HYPERBARIC FOCUSED TREATMENT FOR TRAUMATIC BRAIN INJURY.
Hundreds of Veterans are helped with this Treatment Protocol! Mission 22 has partnered with Fayetteville Hyperbarics LLC to create an intensive 5-8 week program to treat Traumatic Brain Injuries and Post Traumatic Stress.
More than 350 Veterans have reclaimed their lives by pursuing a treatment protocol which includes Hyperbaric Oxygen Therapy (HBOT). The most effective results are experienced through enlightened clinics offering unique, collaborative regimens.
In Louisiana, Dr. Paul Harch treats Veterans with TBI and PTSD using HBOT. In Colorado, The Miracle Workers of South Boulder Road do the same while adding counseling and a physical training element. The cost for this program is $6,450 for one veteran. This covers the entire 5-8 week intensive program. Mission 22 covers this cost 100% and there are no charges to veterans seeking treatment.

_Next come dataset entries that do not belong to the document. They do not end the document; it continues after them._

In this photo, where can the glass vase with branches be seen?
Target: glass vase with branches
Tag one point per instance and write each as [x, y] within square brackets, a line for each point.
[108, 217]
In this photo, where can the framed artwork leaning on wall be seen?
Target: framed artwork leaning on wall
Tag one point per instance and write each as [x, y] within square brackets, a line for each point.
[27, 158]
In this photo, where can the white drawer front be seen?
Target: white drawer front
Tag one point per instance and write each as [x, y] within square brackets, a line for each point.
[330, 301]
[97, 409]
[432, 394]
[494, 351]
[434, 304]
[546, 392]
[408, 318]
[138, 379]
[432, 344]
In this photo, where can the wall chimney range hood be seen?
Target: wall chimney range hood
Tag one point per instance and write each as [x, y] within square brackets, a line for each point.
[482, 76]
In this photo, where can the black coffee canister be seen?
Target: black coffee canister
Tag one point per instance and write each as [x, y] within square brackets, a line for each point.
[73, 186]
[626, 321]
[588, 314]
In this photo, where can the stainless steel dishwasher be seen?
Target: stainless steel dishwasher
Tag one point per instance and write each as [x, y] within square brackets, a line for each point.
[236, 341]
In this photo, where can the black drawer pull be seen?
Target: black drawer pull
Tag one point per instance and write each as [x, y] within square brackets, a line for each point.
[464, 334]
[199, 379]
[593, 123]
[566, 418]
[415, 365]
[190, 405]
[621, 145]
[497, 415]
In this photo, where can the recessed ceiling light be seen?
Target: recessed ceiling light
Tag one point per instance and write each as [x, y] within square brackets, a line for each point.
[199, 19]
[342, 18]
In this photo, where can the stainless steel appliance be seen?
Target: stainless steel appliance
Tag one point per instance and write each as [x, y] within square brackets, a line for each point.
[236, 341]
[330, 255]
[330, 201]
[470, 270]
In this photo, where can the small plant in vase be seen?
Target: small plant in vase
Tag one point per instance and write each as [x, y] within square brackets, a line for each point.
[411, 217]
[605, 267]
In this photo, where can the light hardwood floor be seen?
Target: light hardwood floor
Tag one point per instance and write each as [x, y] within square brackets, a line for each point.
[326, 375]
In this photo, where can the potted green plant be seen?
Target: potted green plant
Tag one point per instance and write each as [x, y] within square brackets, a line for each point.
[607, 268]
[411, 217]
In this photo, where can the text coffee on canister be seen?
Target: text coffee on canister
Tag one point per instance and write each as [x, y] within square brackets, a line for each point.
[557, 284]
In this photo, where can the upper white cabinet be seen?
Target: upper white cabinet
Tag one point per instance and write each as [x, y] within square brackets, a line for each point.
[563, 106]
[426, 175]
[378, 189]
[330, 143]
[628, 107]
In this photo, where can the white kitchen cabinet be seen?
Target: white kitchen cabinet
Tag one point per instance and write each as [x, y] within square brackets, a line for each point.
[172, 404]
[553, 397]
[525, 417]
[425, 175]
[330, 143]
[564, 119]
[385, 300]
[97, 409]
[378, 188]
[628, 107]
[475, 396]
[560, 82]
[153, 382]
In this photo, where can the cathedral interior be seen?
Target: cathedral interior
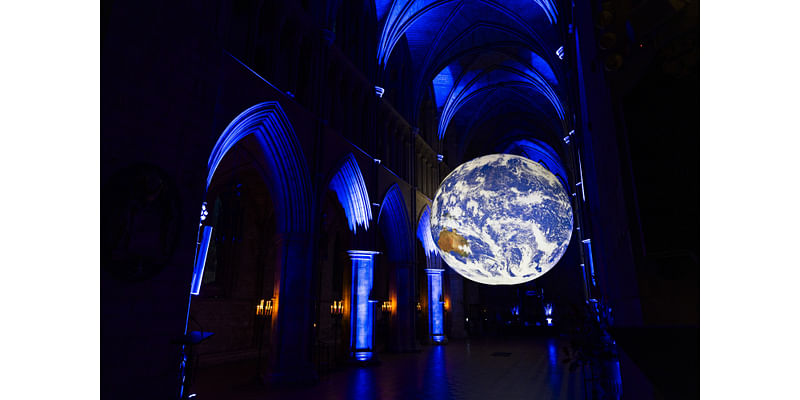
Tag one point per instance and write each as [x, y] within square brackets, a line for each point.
[267, 176]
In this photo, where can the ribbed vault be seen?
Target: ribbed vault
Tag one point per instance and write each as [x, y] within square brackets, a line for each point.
[487, 67]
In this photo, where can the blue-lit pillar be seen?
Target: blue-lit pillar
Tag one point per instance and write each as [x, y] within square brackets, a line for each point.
[362, 308]
[435, 306]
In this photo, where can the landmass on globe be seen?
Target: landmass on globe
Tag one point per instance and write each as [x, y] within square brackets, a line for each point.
[501, 219]
[452, 241]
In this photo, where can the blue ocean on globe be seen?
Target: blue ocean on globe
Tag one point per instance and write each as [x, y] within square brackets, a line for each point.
[501, 219]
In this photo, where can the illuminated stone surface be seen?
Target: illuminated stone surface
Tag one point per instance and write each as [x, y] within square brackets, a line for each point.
[501, 219]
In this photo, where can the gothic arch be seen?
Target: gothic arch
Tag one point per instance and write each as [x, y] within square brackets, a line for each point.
[289, 180]
[348, 184]
[393, 220]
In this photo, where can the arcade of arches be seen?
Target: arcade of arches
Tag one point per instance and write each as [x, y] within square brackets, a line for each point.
[295, 149]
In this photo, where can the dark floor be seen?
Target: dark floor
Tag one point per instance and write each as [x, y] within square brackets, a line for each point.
[514, 368]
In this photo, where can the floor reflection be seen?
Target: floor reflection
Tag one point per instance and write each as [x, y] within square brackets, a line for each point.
[436, 385]
[500, 368]
[554, 371]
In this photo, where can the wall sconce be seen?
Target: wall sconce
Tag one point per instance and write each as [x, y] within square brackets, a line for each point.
[264, 308]
[548, 313]
[337, 308]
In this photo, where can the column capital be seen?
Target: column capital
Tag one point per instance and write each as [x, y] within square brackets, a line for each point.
[432, 271]
[362, 254]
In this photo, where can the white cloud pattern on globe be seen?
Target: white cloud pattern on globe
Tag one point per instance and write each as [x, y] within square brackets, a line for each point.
[501, 219]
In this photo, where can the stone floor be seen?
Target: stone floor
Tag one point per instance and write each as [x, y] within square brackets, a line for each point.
[514, 368]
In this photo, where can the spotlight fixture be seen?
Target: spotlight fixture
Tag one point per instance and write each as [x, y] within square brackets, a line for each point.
[337, 308]
[264, 308]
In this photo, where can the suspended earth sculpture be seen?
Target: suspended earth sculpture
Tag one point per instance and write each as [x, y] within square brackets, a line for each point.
[501, 219]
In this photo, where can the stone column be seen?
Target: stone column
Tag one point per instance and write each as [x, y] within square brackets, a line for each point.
[457, 329]
[362, 320]
[435, 306]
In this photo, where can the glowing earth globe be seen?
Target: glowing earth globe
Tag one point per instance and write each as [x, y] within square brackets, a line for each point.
[501, 219]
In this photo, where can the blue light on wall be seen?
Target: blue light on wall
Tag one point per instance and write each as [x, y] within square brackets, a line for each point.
[548, 313]
[395, 228]
[442, 84]
[435, 305]
[542, 153]
[348, 183]
[200, 259]
[362, 314]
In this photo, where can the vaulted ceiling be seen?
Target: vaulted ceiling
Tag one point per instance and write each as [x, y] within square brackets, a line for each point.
[492, 69]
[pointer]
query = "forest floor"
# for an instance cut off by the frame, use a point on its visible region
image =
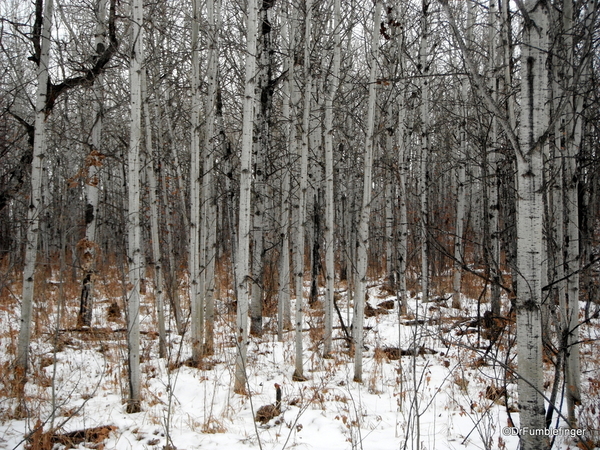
(445, 386)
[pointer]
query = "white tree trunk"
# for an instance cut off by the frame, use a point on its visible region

ENDOBIOGENY PROGRAM FOR POST TRAUMATIC STRESS
Full Spectrum Health and Mission 22 have developed a personalized, whole person approach to healing veterans. PTS is not in your head and it’s not just a brain disorder. It involves physical, mental and emotional interactions. Endobiogeny focuses on the whole person as the point of treatment, not just symptoms. This means we treat the person at the level of body, emotions and mind. We allow the patient to tell their story. This is a profound process that brings a level of healing before the doctor has spoken a single word. Finally, we have a powerful method of analyzing blood work to uncover hidden imbalances at body, emotional and mental levels. Because of the power of our testing system, called the Biology of Functions, the entire visit and treatment can be performed remotely. All appointments can be via video conference with the doctor and labs are done where the veteran lives. The patient can take their treatments from home while they continue to live with their family and engage in their daily responsibilities. Mission 22 has huge success and life changing results with veterans that have completed this program. Please click here to learn more about this program. This program costs on average $1,800 for the first six months with most veterans remaining in the program for one to one and a half years. Mission 22 covers this cost 100% and there are no charges to veterans seeking treatment.”
During the Facebook 22 Challenge, we sent $690 to Mission 22 to help the fight. To help bring awareness to Veteran Suicide. To help our Veterans who are struggling. You can also donate on the Mission22 website. No Veteran should be left to die. No Veteran should feel suicide is their only choice. They deserve better. They deserve to receive help. They deserve it.
This holiday season, if you know of any Veterans who will be alone on Christmas, reach out to them. Invite them to dinner. Spend some time with them. Talk to them. Listen to them. Be there for them. They were there for us. They gave for us. Red, White and Blue.